ER stress-induced inflammatory gene expression is JAK/STAT and NF-κB dependent.

We next sought to determine if ER stress-induced inflammatory gene expression was dependent on JAK/STAT signaling. Astrocytes were treated with Thaps in the absence or presence of JAK inhibitor P6 or AZD1480. As shown in Fig. 5A, JAK inhibition significantly attenuated Thaps-induced IL-6 and CCL2 but had no effect on CHOP expression. To further examine which ER stress-induced inflammatory molecules were dependent on JAK/STAT signaling, we analyzed astrocyte supernatants by multiplex ELISA. Cells were treated transiently with Thaps, as described for Fig. 3B, in the absence or presence of JAK inhibitors. The JAK inhibitors were present for the duration of the experiment. Interestingly, we observed that ER stress induced IL-6 and macrophage colony-stimulating factor (M-CSF), but other cytokines were not detected, while several chemokines and vascular endothelial growth factor (VEGF) were markedly increased. Inhibition of JAK signaling significantly attenuated Thaps-induced CCL11, IL-6, and CCL2. CXCL10, CCL3, and CCL4 levels were also reduced but did not reach statistical significance in this assay. VEGF was greatly enhanced by ER stress and was unaffected by JAK inhibition (Fig. 5B). A traditional ELISA was used to measure IL-6 in the same samples analyzed by multiplex ELISA to validate the results (Fig. 5C). These data demonstrate that JAK/STAT signaling is essential for a robust ER stress-induced inflammatory response.

FIG 5.

ER stress drives JAK-dependent gene expression. (A) Astrocytes were treated with Thaps (1 μM, 4 h) in the absence or presence of P6 (0.5 μM) or AZD1480 (1.0 μM), followed by analysis of IL-6, CCL2, and CHOP mRNA by qRT-PCR. (B) Astrocytes were exposed transiently to Thaps (1 μM, 2 h) in the absence or presence of P6 or AZD1480; the cells were then washed and incubated in fresh medium without or with JAK inhibitors for 24 h. The cell culture supernatants were then measured by multiplex ELISA. (C) To validate multiplex data, the same supernatants as those described for panel B were analyzed by traditional IL-6 ELISA. Data are means ± SD from independent experiments. n = 3 or 4; *, P < 0.05.

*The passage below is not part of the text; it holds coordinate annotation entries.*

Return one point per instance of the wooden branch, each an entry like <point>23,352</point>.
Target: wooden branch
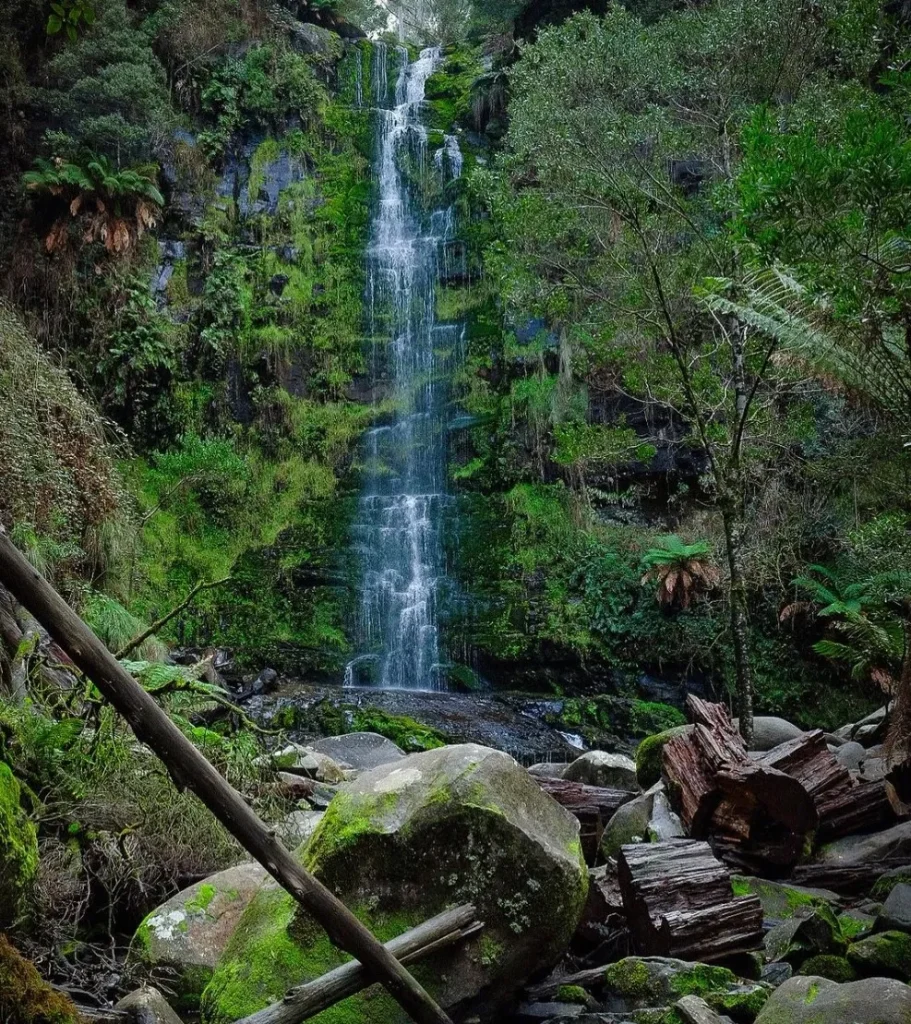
<point>307,1000</point>
<point>160,623</point>
<point>186,764</point>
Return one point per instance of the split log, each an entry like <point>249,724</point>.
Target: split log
<point>305,1001</point>
<point>679,902</point>
<point>594,806</point>
<point>189,768</point>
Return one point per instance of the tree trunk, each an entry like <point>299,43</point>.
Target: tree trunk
<point>189,768</point>
<point>733,521</point>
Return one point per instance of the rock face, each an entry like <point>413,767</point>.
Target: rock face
<point>185,937</point>
<point>398,846</point>
<point>147,1006</point>
<point>363,751</point>
<point>18,849</point>
<point>817,1000</point>
<point>613,771</point>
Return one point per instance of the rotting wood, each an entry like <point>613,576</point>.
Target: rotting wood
<point>679,902</point>
<point>305,1001</point>
<point>190,769</point>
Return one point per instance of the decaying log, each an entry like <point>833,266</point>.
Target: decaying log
<point>679,902</point>
<point>593,806</point>
<point>305,1001</point>
<point>190,768</point>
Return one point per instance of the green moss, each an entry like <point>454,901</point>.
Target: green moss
<point>826,966</point>
<point>18,849</point>
<point>204,898</point>
<point>573,993</point>
<point>648,756</point>
<point>25,996</point>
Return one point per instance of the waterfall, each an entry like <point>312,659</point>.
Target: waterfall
<point>397,531</point>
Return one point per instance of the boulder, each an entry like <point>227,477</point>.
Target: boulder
<point>781,901</point>
<point>627,824</point>
<point>801,937</point>
<point>399,845</point>
<point>884,955</point>
<point>817,1000</point>
<point>856,850</point>
<point>649,753</point>
<point>18,850</point>
<point>896,912</point>
<point>363,751</point>
<point>147,1006</point>
<point>612,771</point>
<point>851,755</point>
<point>769,731</point>
<point>184,938</point>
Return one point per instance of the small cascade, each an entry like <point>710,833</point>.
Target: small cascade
<point>397,532</point>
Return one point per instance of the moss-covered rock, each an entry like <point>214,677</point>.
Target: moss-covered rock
<point>25,996</point>
<point>817,1000</point>
<point>782,901</point>
<point>184,938</point>
<point>18,849</point>
<point>648,756</point>
<point>827,966</point>
<point>884,955</point>
<point>398,846</point>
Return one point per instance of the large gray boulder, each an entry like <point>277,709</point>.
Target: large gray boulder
<point>363,751</point>
<point>892,844</point>
<point>182,940</point>
<point>614,771</point>
<point>399,845</point>
<point>817,1000</point>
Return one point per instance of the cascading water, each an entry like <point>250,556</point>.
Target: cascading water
<point>397,531</point>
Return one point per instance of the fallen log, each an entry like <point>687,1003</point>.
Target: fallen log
<point>594,806</point>
<point>305,1001</point>
<point>680,902</point>
<point>190,769</point>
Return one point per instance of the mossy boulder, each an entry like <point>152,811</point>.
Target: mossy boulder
<point>884,955</point>
<point>782,901</point>
<point>827,966</point>
<point>649,753</point>
<point>183,940</point>
<point>25,996</point>
<point>398,846</point>
<point>818,1000</point>
<point>18,849</point>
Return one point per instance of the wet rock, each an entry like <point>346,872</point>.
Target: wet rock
<point>400,844</point>
<point>829,966</point>
<point>147,1006</point>
<point>770,731</point>
<point>891,844</point>
<point>781,901</point>
<point>884,955</point>
<point>649,754</point>
<point>663,823</point>
<point>896,912</point>
<point>627,824</point>
<point>851,755</point>
<point>613,771</point>
<point>817,1000</point>
<point>363,751</point>
<point>184,938</point>
<point>799,938</point>
<point>18,849</point>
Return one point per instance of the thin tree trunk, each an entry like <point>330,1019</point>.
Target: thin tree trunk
<point>733,521</point>
<point>189,768</point>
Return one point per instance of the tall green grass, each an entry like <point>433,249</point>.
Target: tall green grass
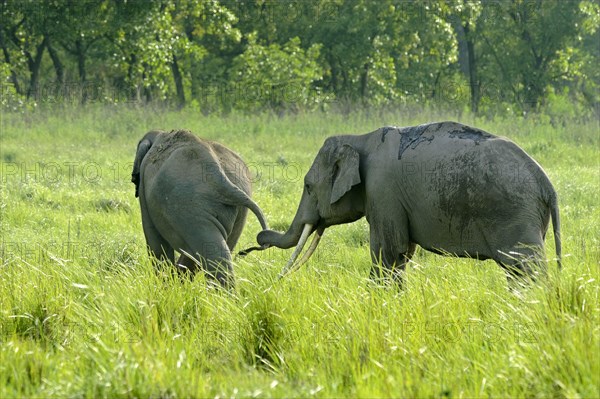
<point>83,313</point>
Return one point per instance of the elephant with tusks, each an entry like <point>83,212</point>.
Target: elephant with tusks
<point>450,188</point>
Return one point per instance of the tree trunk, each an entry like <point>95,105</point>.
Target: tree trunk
<point>58,66</point>
<point>13,76</point>
<point>473,78</point>
<point>79,48</point>
<point>364,81</point>
<point>178,82</point>
<point>35,64</point>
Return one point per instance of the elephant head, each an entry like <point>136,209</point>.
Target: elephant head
<point>143,147</point>
<point>333,194</point>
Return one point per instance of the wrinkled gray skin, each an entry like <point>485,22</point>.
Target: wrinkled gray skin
<point>449,188</point>
<point>194,195</point>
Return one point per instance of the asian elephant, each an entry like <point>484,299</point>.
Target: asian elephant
<point>194,195</point>
<point>449,188</point>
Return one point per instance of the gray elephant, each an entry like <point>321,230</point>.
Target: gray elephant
<point>449,188</point>
<point>194,195</point>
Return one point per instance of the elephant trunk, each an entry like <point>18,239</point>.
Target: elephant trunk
<point>291,237</point>
<point>292,265</point>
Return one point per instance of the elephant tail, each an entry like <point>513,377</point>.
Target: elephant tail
<point>553,203</point>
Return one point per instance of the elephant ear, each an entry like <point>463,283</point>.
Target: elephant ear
<point>143,147</point>
<point>347,162</point>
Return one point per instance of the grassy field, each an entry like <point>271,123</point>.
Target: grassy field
<point>83,314</point>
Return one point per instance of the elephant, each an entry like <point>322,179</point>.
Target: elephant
<point>449,188</point>
<point>194,196</point>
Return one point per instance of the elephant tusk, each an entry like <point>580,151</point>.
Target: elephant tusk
<point>309,251</point>
<point>305,234</point>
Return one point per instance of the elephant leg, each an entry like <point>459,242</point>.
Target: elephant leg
<point>158,246</point>
<point>522,264</point>
<point>238,226</point>
<point>211,251</point>
<point>389,260</point>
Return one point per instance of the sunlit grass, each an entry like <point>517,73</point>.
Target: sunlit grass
<point>83,312</point>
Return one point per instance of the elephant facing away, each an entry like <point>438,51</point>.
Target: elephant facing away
<point>194,195</point>
<point>449,188</point>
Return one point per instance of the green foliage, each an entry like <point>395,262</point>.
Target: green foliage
<point>501,58</point>
<point>276,77</point>
<point>84,314</point>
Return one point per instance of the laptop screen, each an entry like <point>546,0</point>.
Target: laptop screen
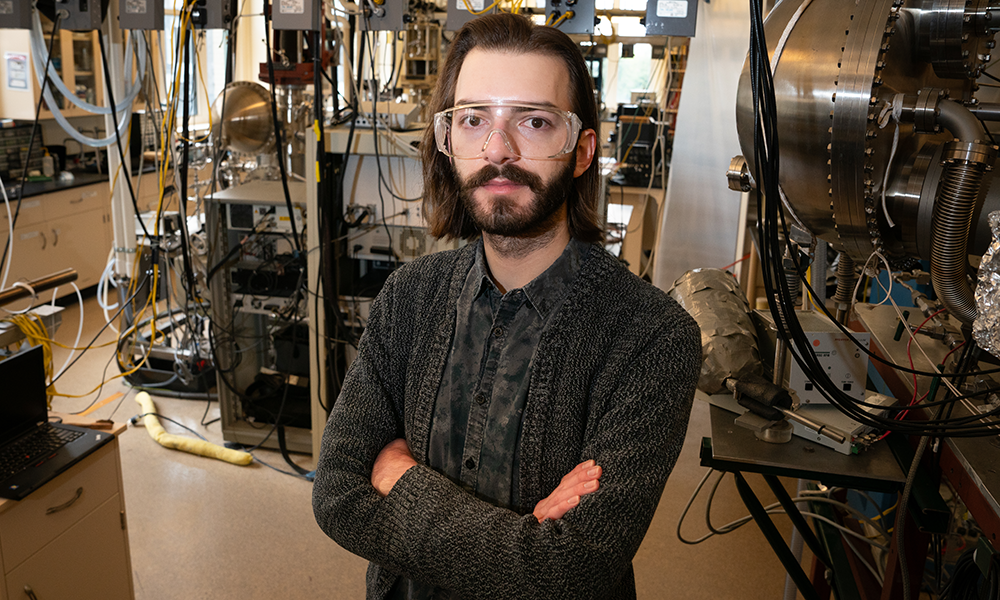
<point>22,393</point>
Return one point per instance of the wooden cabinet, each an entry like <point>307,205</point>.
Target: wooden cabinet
<point>69,539</point>
<point>76,55</point>
<point>64,229</point>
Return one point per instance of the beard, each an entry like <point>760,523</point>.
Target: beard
<point>501,215</point>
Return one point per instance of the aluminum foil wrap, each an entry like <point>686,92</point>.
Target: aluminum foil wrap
<point>728,340</point>
<point>986,327</point>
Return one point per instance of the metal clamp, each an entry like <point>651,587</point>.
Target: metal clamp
<point>739,175</point>
<point>926,110</point>
<point>969,152</point>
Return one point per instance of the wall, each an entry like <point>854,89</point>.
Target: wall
<point>700,219</point>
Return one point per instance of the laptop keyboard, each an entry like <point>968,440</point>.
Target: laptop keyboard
<point>34,448</point>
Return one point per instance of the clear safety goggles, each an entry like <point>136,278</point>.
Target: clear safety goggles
<point>527,130</point>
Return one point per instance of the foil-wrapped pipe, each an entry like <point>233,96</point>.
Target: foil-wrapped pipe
<point>846,280</point>
<point>728,341</point>
<point>986,327</point>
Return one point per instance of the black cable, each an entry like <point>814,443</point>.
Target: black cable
<point>126,168</point>
<point>106,325</point>
<point>31,139</point>
<point>771,226</point>
<point>278,140</point>
<point>378,158</point>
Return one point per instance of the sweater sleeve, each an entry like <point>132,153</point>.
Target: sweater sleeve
<point>363,420</point>
<point>429,529</point>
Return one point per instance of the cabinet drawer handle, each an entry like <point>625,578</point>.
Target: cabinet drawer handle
<point>55,509</point>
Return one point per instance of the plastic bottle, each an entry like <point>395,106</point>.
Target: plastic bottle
<point>48,165</point>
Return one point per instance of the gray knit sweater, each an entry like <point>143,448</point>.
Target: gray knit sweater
<point>613,381</point>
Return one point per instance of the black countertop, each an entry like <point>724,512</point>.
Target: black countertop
<point>37,188</point>
<point>80,178</point>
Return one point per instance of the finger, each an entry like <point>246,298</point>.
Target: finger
<point>580,475</point>
<point>560,509</point>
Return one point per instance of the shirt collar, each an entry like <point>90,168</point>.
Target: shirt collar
<point>546,291</point>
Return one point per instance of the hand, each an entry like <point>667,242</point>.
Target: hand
<point>580,481</point>
<point>390,464</point>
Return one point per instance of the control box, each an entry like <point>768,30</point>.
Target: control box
<point>15,14</point>
<point>671,17</point>
<point>396,243</point>
<point>570,16</point>
<point>461,12</point>
<point>79,16</point>
<point>391,15</point>
<point>845,363</point>
<point>213,14</point>
<point>249,217</point>
<point>296,15</point>
<point>141,14</point>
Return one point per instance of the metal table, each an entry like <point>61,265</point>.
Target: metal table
<point>735,449</point>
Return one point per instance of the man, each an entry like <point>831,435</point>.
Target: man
<point>516,405</point>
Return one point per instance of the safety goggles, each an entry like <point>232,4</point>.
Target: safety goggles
<point>528,130</point>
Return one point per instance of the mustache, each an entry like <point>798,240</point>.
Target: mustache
<point>512,173</point>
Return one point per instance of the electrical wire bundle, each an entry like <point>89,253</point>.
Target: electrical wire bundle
<point>967,581</point>
<point>774,241</point>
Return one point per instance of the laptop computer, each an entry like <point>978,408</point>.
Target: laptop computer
<point>33,450</point>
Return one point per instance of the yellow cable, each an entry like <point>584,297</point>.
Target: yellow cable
<point>566,15</point>
<point>488,8</point>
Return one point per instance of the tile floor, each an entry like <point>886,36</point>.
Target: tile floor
<point>200,528</point>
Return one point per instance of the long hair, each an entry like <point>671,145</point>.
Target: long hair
<point>516,34</point>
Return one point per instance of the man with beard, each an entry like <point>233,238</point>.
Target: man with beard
<point>516,405</point>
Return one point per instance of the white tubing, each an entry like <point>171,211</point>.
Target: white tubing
<point>79,331</point>
<point>125,115</point>
<point>40,57</point>
<point>10,232</point>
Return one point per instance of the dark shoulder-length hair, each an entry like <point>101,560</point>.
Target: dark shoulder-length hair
<point>515,34</point>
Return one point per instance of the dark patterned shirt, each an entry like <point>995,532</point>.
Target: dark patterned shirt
<point>477,418</point>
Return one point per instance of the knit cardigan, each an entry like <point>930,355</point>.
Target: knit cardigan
<point>612,380</point>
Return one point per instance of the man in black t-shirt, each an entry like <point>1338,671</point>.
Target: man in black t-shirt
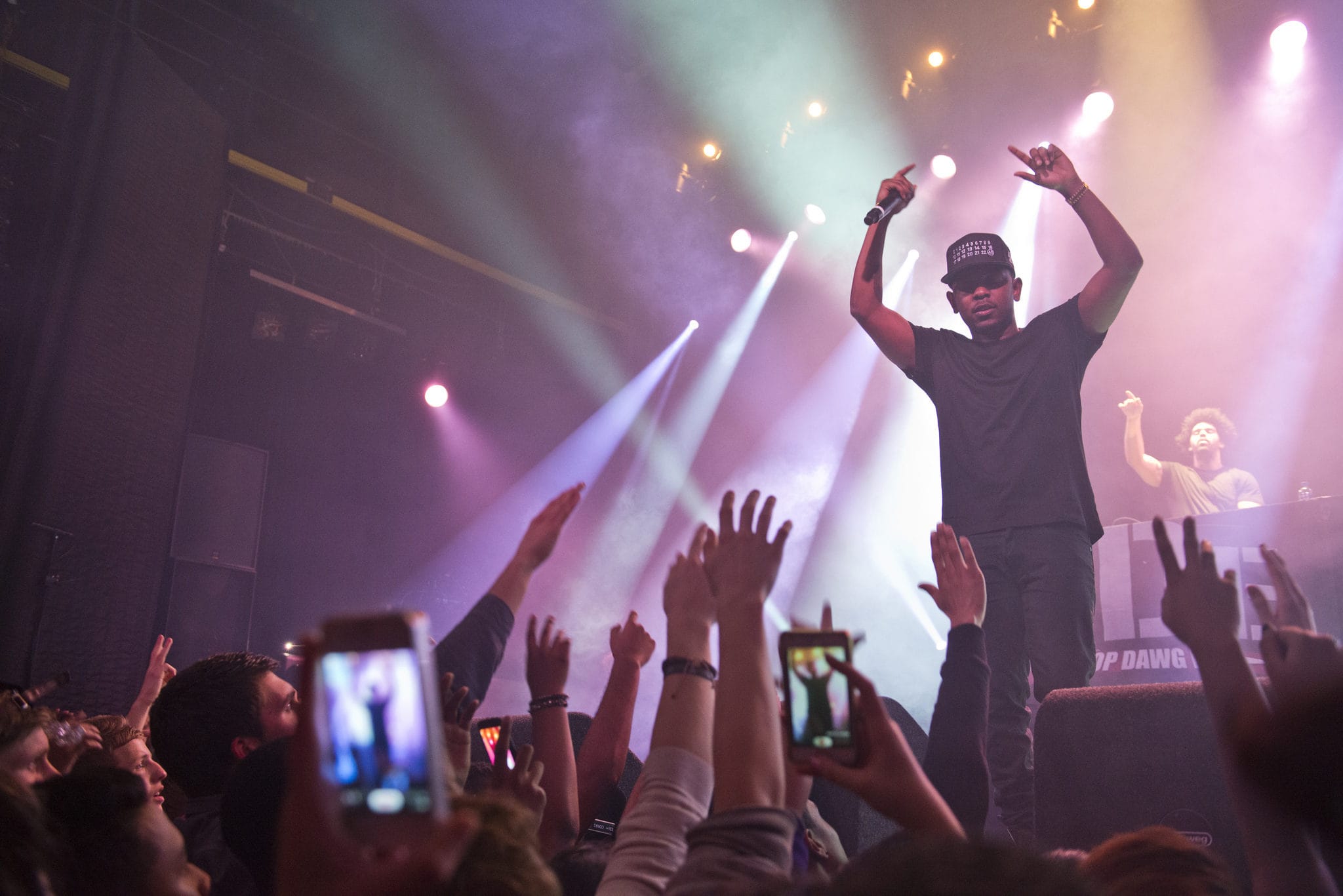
<point>1190,491</point>
<point>1013,469</point>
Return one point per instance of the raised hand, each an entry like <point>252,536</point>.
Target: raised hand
<point>961,585</point>
<point>457,726</point>
<point>746,562</point>
<point>1131,406</point>
<point>1049,168</point>
<point>1198,606</point>
<point>1293,608</point>
<point>315,855</point>
<point>156,676</point>
<point>888,777</point>
<point>544,531</point>
<point>547,659</point>
<point>900,185</point>
<point>1300,663</point>
<point>631,642</point>
<point>521,782</point>
<point>687,596</point>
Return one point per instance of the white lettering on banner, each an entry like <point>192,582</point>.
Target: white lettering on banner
<point>1146,659</point>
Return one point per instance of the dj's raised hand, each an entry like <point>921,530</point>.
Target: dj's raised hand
<point>1049,168</point>
<point>746,562</point>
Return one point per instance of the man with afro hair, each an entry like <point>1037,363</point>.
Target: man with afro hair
<point>1208,486</point>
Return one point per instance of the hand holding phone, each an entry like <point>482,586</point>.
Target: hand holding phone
<point>316,853</point>
<point>380,722</point>
<point>887,777</point>
<point>817,704</point>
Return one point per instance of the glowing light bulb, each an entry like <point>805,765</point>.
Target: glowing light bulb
<point>435,395</point>
<point>1098,106</point>
<point>1289,38</point>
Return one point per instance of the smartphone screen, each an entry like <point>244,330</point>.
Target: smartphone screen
<point>491,738</point>
<point>818,697</point>
<point>379,746</point>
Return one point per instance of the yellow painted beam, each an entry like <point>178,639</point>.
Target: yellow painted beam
<point>35,69</point>
<point>409,235</point>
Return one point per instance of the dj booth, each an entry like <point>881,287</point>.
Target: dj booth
<point>1134,646</point>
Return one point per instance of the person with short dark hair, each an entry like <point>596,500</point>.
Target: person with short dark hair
<point>1208,486</point>
<point>1014,475</point>
<point>206,720</point>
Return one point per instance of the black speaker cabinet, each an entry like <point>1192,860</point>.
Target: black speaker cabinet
<point>1112,759</point>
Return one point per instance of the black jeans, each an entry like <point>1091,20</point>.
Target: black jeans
<point>1039,623</point>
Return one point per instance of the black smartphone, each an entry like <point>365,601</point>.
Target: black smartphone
<point>489,730</point>
<point>380,724</point>
<point>817,697</point>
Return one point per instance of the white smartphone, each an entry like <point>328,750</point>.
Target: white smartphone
<point>380,724</point>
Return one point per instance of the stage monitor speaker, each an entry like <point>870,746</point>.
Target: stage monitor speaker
<point>1113,759</point>
<point>219,503</point>
<point>209,610</point>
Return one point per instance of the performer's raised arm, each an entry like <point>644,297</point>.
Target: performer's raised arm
<point>887,328</point>
<point>1148,467</point>
<point>1121,261</point>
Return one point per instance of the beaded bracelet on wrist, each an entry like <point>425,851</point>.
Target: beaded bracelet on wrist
<point>685,667</point>
<point>548,703</point>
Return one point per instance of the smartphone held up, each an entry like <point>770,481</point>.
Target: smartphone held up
<point>380,724</point>
<point>817,696</point>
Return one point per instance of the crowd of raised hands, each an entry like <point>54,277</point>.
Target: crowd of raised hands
<point>719,805</point>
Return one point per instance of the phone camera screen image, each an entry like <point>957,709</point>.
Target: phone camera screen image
<point>378,751</point>
<point>491,738</point>
<point>818,697</point>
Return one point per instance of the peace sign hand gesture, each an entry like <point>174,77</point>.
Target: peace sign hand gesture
<point>1049,168</point>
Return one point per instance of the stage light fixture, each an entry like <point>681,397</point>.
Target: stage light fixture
<point>1289,38</point>
<point>1098,106</point>
<point>435,395</point>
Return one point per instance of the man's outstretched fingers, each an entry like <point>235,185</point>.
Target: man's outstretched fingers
<point>748,511</point>
<point>766,516</point>
<point>725,522</point>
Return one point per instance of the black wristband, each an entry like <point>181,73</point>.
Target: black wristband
<point>548,703</point>
<point>684,667</point>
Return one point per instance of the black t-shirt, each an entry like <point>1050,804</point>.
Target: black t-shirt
<point>1011,423</point>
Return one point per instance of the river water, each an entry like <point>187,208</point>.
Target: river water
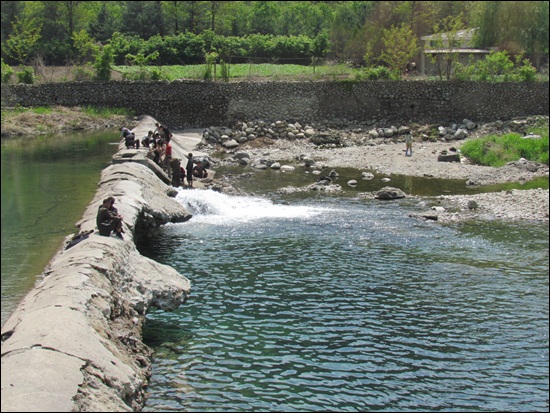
<point>309,302</point>
<point>47,183</point>
<point>330,303</point>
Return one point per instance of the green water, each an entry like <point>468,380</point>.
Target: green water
<point>47,182</point>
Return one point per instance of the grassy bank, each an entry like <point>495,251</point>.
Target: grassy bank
<point>235,72</point>
<point>497,150</point>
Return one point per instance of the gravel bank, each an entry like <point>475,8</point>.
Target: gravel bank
<point>388,157</point>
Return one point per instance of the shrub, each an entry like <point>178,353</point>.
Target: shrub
<point>7,71</point>
<point>26,76</point>
<point>499,150</point>
<point>376,73</point>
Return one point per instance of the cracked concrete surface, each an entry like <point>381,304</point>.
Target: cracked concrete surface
<point>74,342</point>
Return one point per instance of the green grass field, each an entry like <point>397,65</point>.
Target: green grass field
<point>499,150</point>
<point>243,71</point>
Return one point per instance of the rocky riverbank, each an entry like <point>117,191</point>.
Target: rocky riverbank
<point>361,150</point>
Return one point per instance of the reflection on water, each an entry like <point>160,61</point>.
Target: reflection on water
<point>265,181</point>
<point>336,304</point>
<point>47,182</point>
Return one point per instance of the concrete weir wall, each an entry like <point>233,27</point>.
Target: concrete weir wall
<point>74,343</point>
<point>195,104</point>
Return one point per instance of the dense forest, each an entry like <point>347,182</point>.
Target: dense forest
<point>186,32</point>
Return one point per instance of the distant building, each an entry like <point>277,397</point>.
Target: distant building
<point>440,46</point>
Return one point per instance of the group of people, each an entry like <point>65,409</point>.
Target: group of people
<point>160,149</point>
<point>192,171</point>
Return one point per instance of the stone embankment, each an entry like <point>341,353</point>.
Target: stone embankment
<point>74,342</point>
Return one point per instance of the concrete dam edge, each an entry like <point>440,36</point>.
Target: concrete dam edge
<point>74,343</point>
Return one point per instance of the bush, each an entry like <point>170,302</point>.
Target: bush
<point>376,73</point>
<point>499,150</point>
<point>26,76</point>
<point>7,71</point>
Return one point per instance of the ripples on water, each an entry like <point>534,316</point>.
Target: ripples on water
<point>346,305</point>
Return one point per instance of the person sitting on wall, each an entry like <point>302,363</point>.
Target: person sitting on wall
<point>199,171</point>
<point>108,221</point>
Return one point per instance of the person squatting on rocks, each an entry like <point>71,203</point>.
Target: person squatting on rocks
<point>199,171</point>
<point>108,219</point>
<point>189,170</point>
<point>167,158</point>
<point>408,144</point>
<point>129,138</point>
<point>147,140</point>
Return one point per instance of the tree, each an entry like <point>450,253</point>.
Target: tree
<point>103,27</point>
<point>447,39</point>
<point>400,47</point>
<point>10,9</point>
<point>21,42</point>
<point>143,19</point>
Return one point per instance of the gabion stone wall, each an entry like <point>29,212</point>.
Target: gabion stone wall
<point>197,104</point>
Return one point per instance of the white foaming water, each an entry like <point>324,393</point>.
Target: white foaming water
<point>214,207</point>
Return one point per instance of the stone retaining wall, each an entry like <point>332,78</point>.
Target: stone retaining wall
<point>195,104</point>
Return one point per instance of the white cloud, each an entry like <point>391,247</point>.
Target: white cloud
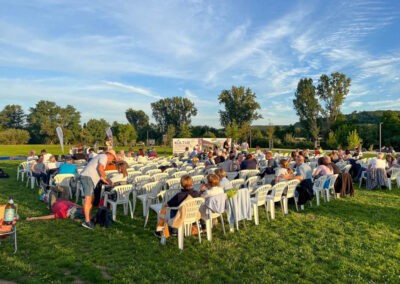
<point>133,89</point>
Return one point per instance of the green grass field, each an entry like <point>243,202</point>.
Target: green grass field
<point>23,150</point>
<point>351,240</point>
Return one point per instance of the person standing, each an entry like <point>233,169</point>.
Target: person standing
<point>90,177</point>
<point>245,147</point>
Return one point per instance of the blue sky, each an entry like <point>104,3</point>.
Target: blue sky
<point>104,57</point>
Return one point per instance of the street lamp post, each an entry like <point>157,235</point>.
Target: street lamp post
<point>380,136</point>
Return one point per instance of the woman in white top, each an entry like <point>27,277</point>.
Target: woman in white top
<point>223,181</point>
<point>283,170</point>
<point>323,169</point>
<point>378,162</point>
<point>122,175</point>
<point>212,187</point>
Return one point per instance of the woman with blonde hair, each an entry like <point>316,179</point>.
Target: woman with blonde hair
<point>223,181</point>
<point>283,170</point>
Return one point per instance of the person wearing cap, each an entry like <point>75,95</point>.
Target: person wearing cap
<point>68,167</point>
<point>94,172</point>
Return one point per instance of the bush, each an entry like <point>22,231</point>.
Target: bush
<point>13,136</point>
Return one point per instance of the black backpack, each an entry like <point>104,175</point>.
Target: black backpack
<point>103,217</point>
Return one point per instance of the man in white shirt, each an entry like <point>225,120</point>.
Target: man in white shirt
<point>93,172</point>
<point>46,156</point>
<point>245,147</point>
<point>377,163</point>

To confirm the importance of JAK1 in ER stress-induced STAT3 activation and inflammatory gene expression, we used JAK1 siRNA. Astrocytes were transfected with control or JAK1 siRNA followed by treatment with Thaps. JAK1 siRNA effectively reduced JAK1 protein levels and blocked ER stress-induced STAT3 phosphorylation (Fig. 6A). Consistent with reduced STAT3 activation, JAK1 siRNA attenuated ER stress-induced IL-6, CCL2, and CCL20 mRNA expression but had no effect on CHOP (Fig. 6B). This further verifies the involvement of JAK1/STAT3 signaling in the inflammatory response to ER stress.

FIG 6.

JAK1 and NF-κB contribute to inflammatory gene expression. (A) Astrocytes were transfected with control or JAK1 siRNA (50 pmol/ml) for 48 h. Cells were then treated with Thaps (1 μM) for the indicated times followed by immunoblotting for JAK1, P-STAT3, STAT3, P-eIF2α, and eIF2α. (B) Astrocytes were transfected with control or JAK1 siRNA (50 pmol/ml) for 48 h. Cells were then treated with Thaps (1 μM, 4 h), and gene expression was measured by qRT-PCR. (C) Astrocytes were transfected with control or p65 siRNA (50 pmol/ml) for 72 h. Cells were then treated with Thaps (1 μM) in the absence or presence of AZ-JAK1, and gene expression was measured by qRT-PCR. Data are means ± SD and are representative of results from 3 independent experiments analyzed in duplicate.

In light of the importance of both NF-κB and JAK/STAT signaling in mediating the inflammatory response to ER stress, we examined the relative contribution of each. Astrocytes were transfected with p65 siRNA followed by treatment with Thaps in the absence or presence of AZ-JAK1. Knockdown of p65 modestly attenuated Thaps-induced IL-6 mRNA expression, while AZ-JAK1 ablated IL-6 expression (Fig. 6C), indicating that JAK1 is predominantly responsible for IL-6 expression, in agreement with the ELISA data in Fig. 5. CCL2 expression was attenuated by p65 knockdown and further reduced by JAK1 inhibition, suggesting that both NF-κB and JAK1 are involved in ER stress-induced CCL2 expression. CHOP was unaffected by either p65 knockdown or JAK inhibition (Fig. 6C). These data indicate that both NF-κB and JAK/STAT are involved in the inflammatory response to ER stress.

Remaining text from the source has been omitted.